Çağımızda,müzecilik;alan olarak bilimdem sanata,uygarlığın gelişimini simgeleyen çeşitli dallarda etkinlik göstermektedir.Müzeler; kültür,sanat,bilim yapıtlarını ve doğa nesnelerini toplayarak,bunları toplumun gelişmesi ve eğitilmesi amacıyla sergileyen, inceleyen ve koruyan kurumlardır. Müzecilik,kavram olarak 17.yüzyılda ortaya çıkmıştır. İlk müze yapısı İtalya'daki Uffizi Galerisi'dir. İlk bilim müzesi olarak ise,1683 de Oxford Ashmolean Müzesi kurulmuştur.1819 da Madrid Prado Müzesi,daha sonra Berlin,Hermitage ve Belvedere Müzeleri ile Amerika'da Philadelphia ve Charleston Müzeleri açılmıştır.Müzecilik konusuna bilimsel yaklaşım, 20.yüzyılın ilk çeyreğinde,teknolojinin katkısı ile gerçekleşmeye başlamıştır.

Türkiye'de ilk müze,1846-1847 yıllarında Sultan Abdülmecit'in müşiri Fethi Ahmet Paşa tarafından, Aya İrini Kilisesi'nde,eski silahlar ve eski eserler toplanarak kurulmuştur. İlk müze yöneticisi,Galatasaray Lisesi öğretmenlerinden Mr.Gooldt'dur. Daha sonra 1872'de Dr.Dethier görevlendirilmiştir. Dr.Dethier ilk Asar-ı Atika Nizamnamesi'ni yayımlamış ve eserleri Çinili Köşk'e nakletmiştir. Fakat, ülkemizde gerçek anlamda müzecilik, Osman Hamdi Bey ile 1882 yılında başlar.

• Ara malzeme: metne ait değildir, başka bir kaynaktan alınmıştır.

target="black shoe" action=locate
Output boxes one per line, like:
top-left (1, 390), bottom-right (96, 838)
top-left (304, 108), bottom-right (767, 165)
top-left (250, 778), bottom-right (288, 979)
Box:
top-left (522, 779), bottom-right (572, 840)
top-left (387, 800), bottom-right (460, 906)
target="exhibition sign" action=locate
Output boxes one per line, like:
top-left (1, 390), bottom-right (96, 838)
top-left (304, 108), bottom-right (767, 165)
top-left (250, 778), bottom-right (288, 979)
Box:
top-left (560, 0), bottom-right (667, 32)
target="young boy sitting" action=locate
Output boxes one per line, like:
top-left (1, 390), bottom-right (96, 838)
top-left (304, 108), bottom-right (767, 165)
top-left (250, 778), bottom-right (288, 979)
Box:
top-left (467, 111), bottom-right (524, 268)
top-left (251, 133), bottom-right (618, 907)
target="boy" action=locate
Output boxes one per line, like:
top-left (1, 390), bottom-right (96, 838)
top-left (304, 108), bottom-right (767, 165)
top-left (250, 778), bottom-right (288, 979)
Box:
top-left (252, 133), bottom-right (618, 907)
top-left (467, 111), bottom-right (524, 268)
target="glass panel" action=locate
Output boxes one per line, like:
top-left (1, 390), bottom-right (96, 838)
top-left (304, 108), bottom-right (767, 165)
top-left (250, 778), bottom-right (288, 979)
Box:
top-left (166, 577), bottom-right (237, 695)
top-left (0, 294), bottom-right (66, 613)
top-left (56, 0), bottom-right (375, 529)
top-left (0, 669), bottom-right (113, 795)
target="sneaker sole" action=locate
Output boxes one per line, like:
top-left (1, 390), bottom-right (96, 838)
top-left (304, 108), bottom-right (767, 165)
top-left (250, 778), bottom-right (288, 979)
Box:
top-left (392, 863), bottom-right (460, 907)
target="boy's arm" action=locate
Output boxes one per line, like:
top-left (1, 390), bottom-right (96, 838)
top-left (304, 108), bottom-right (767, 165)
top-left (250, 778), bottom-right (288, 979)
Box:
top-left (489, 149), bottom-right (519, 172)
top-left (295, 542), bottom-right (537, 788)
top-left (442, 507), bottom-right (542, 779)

Osman Hamdi Bey, Asar-ı Atika Nizamnamesi'ni yeniden düzenlemiş ve eserlerin yurt dışına yasak getirmekle, müzeciliğimiz açısından önemli bir adım atmıştır.1910 yılında, Osman Hamdi Bey'in ölümü ile yerine kardeşi Halil Edhem Bey geçti ve Cumhuriyet'imizin ilanından sonra da bu göreve devam etti.